It's never too early or too late to teach children the basics of the computers we use every day. Computer skills go beyond knowing how to create a Facebook account. With young children, it begins with learning what a mouse does when they click on it. As your children learn how the computer works, you can advance their knowledge to the mechanics beneath the surface and even begin introducing them to the computer code used to create software programs.
Games for Young Children
There's no reason to wait until preschool to begin introducing children to your family computer. When a child is old enough to push a button, you can introduce her to many of the games designed for infants and toddlers. These games use large colorful graphics, music and sound effects to teach the child to move and click a mouse. Animal games, memory games and digital coloring books are particularly popular with young children. You may be surprised at how quickly a toddler learns to interact with a computer because of such games.
Teaching Computer Basics
Many websites offer interactive lessons for teaching children keyboard skills and how to use word processing programs. Spending time with your children using these programs or showing them the programs you use--and why you use them--enhances their understanding of what the computer is used for beyond games. When it comes time to upgrade your computer software or hardware or open the case to clean out the fan, invite your children to watch while you explain what you are doing and why.
Advanced Computer Skills
After your children are comfortable using a keyboard and mouse, they are ready to learn some advanced skills. Consider setting your children up with their own email accounts. You can send them emails from work and use email to ask them what they want for dinner or to discuss plans for the weekend. Some free games can give children an understanding of the graphics behind the computer games they play. They are essentially games they can play by themselves—creating buildings, vehicles and characters—without any objectives other than creating their own worlds.

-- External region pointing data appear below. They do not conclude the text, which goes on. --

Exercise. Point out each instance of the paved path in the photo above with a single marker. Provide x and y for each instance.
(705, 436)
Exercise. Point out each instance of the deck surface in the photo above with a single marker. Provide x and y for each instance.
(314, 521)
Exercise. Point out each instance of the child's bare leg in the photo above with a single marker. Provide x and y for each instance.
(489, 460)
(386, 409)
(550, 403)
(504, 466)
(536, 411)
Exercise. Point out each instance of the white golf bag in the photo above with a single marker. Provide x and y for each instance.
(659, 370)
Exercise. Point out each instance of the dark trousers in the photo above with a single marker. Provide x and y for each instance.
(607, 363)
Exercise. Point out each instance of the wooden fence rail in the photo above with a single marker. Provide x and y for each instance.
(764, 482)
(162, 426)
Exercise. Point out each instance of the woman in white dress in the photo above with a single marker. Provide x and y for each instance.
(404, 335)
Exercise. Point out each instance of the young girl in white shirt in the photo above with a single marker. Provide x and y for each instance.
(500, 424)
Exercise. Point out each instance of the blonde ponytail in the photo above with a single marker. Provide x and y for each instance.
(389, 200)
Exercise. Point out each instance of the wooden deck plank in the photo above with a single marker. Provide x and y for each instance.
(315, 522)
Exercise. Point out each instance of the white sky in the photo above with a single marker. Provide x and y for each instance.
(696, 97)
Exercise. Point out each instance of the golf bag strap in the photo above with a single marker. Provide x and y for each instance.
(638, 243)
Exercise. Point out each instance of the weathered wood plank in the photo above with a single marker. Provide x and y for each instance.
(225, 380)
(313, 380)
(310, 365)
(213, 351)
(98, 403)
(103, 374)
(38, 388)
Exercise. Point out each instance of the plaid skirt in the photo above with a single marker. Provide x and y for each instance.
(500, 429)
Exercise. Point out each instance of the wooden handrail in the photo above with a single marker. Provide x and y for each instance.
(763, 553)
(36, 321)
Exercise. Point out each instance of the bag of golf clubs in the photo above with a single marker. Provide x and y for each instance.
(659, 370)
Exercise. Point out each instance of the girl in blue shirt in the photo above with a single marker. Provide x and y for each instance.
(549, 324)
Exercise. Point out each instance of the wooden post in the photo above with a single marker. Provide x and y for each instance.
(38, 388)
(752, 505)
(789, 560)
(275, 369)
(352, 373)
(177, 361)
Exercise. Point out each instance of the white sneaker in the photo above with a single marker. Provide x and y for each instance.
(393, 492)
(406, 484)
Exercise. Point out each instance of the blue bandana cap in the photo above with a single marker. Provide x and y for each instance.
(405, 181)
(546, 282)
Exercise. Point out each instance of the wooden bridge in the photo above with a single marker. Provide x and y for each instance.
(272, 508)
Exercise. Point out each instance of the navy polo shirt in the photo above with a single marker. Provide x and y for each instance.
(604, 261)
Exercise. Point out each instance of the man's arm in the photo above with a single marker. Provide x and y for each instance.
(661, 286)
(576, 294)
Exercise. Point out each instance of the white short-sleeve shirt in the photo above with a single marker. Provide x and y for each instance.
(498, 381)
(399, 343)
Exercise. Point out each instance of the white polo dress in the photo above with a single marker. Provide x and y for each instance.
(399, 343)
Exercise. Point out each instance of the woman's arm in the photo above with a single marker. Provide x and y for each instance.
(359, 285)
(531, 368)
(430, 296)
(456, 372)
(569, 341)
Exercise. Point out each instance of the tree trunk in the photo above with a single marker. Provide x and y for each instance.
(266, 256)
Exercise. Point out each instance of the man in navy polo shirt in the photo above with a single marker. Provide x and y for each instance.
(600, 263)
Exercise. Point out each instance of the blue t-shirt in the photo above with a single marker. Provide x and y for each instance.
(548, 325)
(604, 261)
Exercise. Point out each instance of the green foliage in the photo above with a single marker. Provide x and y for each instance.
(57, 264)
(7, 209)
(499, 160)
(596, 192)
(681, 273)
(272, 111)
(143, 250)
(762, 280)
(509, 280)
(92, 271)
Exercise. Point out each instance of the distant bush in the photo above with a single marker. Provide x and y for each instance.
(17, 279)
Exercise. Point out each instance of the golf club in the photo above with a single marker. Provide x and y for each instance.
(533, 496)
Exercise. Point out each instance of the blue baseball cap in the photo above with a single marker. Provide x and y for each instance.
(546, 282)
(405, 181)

Establish clear rules for using the Internet and discuss them with your children. For example, you may want your children not to communicate with anyone without your presence. For older children, you could establish rules about communicating only with people they know in person, such as friends from school and relatives. If your children play online games, discuss the importance of anonymity and not sharing their real names or personal information like the city they live in with anyone they don't know.